Starlink salah satu topik trending yang ramai dibicarakan, baik melalui kicauan maupun feed, dan chat-chat panjang di grup WA. Mengapa? Karena Starlink, terlepas dari pro kontra, telah menjalin kerjasama dengan beberapa entitas di Indonesia, dan memulai operasinya.

Apa itu Starlink ? Sistem komunikasi dan transmisi data berbasis satelit yang diletakkan di orbit rendah bumi untuk mengurangi tingkat latensi. Orbit rendah bumi atau low earth orbital (LEO) merujuk pada orbit di sekitar planet bumi dengan ketinggian antara 200 hingga 2.000 kilometer.

Satelit LEO, termasuk satelit Starlink, berada dalam kisaran ini, hingga memungkinkan untuk digunakan memfasilitasi proses komunikasi di permukaan bumi dengan latensi yang lebih rendah dibandingkan dengan satelit geostasioner yang berada pada ketinggian sekitar 36.000 kilometer.

Satelit Starlink diluncurkan dengan menggunakan wahana antariksa SpaceX, antara lain dengan roket Falcon 9. Setiap peluncuran membawa puluhan satelit, yang kemudian disebarkan ke orbit yang telah dihitung dan ditentukan.

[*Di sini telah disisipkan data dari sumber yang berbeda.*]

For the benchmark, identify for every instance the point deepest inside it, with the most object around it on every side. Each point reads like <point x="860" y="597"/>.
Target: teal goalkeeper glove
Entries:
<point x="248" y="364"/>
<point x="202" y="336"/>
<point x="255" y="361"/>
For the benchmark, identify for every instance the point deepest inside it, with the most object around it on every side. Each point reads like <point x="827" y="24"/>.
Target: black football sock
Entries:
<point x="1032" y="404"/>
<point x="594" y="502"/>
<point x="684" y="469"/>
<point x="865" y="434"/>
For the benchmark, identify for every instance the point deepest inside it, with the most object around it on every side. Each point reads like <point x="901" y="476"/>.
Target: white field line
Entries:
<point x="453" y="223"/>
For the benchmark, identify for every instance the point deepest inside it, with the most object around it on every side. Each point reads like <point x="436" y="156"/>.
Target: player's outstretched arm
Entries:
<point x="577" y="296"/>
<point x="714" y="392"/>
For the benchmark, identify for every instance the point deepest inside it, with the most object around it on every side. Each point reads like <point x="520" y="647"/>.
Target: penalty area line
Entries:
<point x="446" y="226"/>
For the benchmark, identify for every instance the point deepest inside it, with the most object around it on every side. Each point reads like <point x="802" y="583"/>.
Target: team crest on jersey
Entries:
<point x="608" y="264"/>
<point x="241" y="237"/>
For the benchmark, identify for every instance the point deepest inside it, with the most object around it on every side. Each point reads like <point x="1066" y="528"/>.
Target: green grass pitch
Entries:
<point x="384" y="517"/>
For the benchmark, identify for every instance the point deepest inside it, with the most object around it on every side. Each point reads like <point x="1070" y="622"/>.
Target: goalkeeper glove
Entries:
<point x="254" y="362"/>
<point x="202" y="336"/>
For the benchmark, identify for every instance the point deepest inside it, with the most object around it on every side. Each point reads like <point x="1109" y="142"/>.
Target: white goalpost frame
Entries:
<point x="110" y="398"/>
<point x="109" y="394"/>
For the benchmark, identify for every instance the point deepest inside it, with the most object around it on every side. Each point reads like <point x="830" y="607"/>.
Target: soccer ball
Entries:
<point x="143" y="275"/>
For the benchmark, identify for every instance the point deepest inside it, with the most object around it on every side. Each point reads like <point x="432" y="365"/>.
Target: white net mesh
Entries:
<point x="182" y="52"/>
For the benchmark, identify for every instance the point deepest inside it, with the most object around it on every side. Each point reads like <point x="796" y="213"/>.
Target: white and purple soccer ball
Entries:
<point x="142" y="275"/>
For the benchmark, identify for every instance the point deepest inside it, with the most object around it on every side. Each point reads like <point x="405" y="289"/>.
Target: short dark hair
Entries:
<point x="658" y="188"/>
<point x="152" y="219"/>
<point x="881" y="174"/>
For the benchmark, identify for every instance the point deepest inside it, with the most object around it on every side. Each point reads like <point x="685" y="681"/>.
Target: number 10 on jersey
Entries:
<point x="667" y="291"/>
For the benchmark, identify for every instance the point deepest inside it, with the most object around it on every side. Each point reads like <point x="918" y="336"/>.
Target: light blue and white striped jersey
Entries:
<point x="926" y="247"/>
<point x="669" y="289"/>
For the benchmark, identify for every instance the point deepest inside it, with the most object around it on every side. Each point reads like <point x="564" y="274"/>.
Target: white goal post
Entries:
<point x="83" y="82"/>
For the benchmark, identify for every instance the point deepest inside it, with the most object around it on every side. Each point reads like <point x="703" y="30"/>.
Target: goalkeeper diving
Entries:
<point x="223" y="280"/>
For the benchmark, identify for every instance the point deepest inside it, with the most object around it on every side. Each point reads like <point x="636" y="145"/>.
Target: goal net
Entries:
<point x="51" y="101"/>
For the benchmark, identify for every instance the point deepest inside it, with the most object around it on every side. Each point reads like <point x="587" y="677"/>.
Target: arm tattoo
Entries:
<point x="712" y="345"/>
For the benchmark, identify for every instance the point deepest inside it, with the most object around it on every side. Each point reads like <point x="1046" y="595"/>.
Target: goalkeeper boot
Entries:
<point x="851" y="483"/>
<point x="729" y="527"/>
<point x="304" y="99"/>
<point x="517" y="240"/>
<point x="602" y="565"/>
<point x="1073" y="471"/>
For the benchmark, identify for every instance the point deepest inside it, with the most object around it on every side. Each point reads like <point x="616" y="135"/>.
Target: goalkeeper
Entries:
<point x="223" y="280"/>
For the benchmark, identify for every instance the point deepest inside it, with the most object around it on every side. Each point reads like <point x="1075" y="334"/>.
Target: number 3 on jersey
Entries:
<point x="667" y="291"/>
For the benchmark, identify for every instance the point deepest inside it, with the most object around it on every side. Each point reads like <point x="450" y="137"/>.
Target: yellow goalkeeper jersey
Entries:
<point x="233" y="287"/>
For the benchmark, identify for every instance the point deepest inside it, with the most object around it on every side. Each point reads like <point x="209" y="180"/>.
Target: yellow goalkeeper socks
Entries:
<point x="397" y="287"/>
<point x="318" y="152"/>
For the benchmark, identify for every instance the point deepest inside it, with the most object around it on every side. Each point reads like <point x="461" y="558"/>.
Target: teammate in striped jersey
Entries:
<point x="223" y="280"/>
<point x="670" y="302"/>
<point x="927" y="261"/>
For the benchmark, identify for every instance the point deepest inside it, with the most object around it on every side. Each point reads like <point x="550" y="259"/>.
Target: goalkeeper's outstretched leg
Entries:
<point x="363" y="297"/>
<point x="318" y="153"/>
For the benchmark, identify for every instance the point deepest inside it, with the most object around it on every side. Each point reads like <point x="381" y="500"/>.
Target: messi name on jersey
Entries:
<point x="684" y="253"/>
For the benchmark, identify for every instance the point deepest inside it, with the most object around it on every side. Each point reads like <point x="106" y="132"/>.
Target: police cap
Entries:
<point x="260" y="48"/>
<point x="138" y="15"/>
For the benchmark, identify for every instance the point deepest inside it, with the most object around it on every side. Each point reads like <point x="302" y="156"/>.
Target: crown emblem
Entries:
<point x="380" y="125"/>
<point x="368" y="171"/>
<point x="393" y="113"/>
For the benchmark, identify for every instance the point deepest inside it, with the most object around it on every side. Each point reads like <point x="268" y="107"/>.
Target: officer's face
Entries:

Selanjutnya sebaran satelit berobat rendah itu akan membentuk sebuah konstelasi yang berkomunikasi satu sama lain dan dengan stasiun bumi.

Konstelasi ini dirancang untuk memberikan cakupan global yang berkesinambungan, dimana transmisi sinyal antar satelit dapat dilakukan karena satelit dilengkapi dengan antena phased array dan sistem komunikasi laser untuk membangun koneksi satu sama lain.

Sementara pengguna di bumi menggunakan terminal pengguna yang disebut Dishy McFlatface untuk menerima dan mengirimkan data ke satelit terdekat.

Terminal ini secara otomatis akan mengarahkan dirinya ke satelit terbaik dalam konstelasi yang masuk dalam jangkauan.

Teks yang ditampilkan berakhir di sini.